Former Senator, Alfonse D’Amato, chairman of the Poker Players’ Alliance stated that he believes the online poker legalization in the United States will hapern within the next 18 months. D’ Amato stated this last Thursday in the Global Gaming Expo that took place at Las Vegas.
The pending sanctions by the World Trade Organization that are due to US policy towards Internet Gambling could be the key to make online gambling legal. It was believed that non-gaming corporations will pressure the Congress to make changes because they will affected by the sanctions.
They also believe that underage gambling can be prevented and players can be protected online. They said that because of the ban in the U.S. for reputable payment processers players may be using payment options that are not as safe.

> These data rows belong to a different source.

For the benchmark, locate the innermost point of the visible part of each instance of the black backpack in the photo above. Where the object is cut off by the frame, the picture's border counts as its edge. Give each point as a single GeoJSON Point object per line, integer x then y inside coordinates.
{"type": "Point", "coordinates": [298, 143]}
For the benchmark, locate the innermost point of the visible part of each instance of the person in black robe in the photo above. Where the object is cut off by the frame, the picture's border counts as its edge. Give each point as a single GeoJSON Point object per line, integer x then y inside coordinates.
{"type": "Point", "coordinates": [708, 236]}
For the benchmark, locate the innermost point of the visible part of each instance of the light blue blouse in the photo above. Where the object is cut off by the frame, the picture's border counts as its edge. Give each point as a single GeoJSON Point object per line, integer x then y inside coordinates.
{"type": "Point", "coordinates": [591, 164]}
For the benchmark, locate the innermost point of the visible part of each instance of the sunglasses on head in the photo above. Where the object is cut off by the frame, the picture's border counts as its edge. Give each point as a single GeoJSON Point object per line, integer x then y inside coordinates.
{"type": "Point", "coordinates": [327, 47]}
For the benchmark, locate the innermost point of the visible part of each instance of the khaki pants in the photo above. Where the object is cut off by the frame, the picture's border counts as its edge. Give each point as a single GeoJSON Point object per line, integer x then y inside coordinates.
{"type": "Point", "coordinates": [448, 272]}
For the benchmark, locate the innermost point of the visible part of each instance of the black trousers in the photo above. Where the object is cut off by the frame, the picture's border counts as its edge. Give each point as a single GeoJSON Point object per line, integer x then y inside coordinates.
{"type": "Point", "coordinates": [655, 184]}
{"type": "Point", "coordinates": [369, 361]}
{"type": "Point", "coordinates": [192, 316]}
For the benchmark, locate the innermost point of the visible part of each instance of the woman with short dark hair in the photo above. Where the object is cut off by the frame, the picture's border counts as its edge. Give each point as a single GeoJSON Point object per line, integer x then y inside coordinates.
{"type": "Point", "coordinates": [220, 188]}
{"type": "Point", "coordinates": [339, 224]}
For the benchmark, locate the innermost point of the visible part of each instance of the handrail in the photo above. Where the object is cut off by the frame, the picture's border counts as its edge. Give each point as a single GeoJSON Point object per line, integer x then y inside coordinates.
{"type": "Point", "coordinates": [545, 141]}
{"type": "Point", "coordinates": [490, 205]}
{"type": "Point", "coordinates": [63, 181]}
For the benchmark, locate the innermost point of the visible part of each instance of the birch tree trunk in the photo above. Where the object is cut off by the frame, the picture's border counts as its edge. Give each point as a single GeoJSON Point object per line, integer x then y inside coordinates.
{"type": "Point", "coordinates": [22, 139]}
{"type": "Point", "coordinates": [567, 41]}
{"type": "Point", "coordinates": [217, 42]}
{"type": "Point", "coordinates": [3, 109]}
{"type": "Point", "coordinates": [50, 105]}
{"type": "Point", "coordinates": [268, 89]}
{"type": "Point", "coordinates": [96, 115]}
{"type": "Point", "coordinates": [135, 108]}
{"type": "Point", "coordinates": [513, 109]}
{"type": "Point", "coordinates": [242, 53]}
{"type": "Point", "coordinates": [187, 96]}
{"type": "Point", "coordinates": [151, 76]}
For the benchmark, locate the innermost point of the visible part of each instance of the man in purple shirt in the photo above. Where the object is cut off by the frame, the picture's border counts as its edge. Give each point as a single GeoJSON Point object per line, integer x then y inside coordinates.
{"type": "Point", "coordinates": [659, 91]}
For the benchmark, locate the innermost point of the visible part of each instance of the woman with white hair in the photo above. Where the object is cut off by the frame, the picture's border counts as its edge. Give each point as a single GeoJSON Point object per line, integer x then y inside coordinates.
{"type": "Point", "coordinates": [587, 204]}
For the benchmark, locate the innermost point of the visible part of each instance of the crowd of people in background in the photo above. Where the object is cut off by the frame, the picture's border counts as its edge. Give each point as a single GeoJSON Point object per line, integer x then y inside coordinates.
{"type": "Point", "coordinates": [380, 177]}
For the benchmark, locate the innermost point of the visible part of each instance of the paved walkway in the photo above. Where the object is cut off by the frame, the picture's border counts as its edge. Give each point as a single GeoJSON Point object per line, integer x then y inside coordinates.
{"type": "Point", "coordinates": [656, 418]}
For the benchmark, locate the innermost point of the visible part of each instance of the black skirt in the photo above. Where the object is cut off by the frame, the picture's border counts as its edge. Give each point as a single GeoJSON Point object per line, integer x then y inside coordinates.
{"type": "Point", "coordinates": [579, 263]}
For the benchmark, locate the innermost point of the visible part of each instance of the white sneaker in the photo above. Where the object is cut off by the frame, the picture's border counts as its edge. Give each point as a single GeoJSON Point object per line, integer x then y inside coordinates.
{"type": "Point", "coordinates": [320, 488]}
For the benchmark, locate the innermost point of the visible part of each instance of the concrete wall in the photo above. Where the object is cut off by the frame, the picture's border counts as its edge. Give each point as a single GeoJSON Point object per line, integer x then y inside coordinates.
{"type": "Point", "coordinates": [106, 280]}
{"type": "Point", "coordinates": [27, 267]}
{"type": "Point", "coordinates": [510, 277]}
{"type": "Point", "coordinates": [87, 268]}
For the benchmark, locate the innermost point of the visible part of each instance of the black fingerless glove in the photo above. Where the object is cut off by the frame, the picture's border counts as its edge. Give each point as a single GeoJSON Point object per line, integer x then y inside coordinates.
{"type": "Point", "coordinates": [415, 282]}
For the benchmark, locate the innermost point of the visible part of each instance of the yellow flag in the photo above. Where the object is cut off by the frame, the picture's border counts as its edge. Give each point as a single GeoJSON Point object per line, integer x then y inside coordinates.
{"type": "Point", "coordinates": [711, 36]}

Loveman talked about Harrah’s want to research possibly expanding the World Series of Poker to an online poker market which would have to be done overseas. Loveman stated along with Lanni that they do not want to explore places where the laws are unclear and business would only be done where it is clearly legal.
Lanni and Loveman also stated that they would want internet gambling to be regulated by a state level instead of a federal level. It was stated that added to the burden of Congress would make no sense.
We will see in the upcoming year what changes will be made whether for the betterment of online gambling in the U.S. or for the negative. Hopefully the panelists are right and it will not be long before online gambling in the U.S. will be legalized.
Togel Hongkong Speakers present during the session included J.Terrence Lanni, chairman and CEO of MGM MIRAGE, Gary Loveman, Chairman,CEO and president of Harrah’s Entertainment,Inc; Ander Wilsenach, CEO of the Alderney Gambling Control Commission and of course D’Amato. They all were in agreement that online poker would most likely be legalized before other online casino-style games.
Antigua And Barbuda Prime Minister Hopes To Resolve Dispute With US Over Internet Gambling
Antigua and Barbuda Prime Minister Baldwin Spencer discussed the Internet gambling dispute with New York Democrat Rep. Charles Rangel, chairman of the House Ways and Means Committee, and three other members of the Congressional Black Caucus on the sidelines of a regional business conference.
The prime minister hopes that the weekend meetings with the U.S. Congress would help resolve the ongoing trade battle issues with the United States over Internet gambling.
Antigua accuses the U.S. of crippling its gaming industry by effectively banning Americans from placing online bets with gambling operators in the Caribbean nation.
The U.S. Congress last year barred American banks and credit card companies from processing payments made to online and offshore gambling operators, denying the international gaming industry access to a lucrative U.S. market.
Antigua, which has promoted online gambling to ease its dependency on tourism, filed a complaint with the World Trade Organization and is seeking to impose US$3.4 billion (€2.3 billion) in trade sanctions against the U.S.
Rangel, who oversees tax legislation as chair of the Ways and Means Committee, said he worries Washington may have overstepped its authority in the long-running dispute.
The WTO last December upheld Washington’s right to prevent offshore gambling, but said the U.S. could not target offshore and online casinos without applying the same rules to American operators of off-track horse and dog race betting.
After that ruling, Washington vowed to remove and exempt Internet gambling from its WTO treaty obligations. Australia, Canada, Costa Rica, India, Japan, Macau and the 27-nation European Union have joined Antigua in filing compensation claims as a result.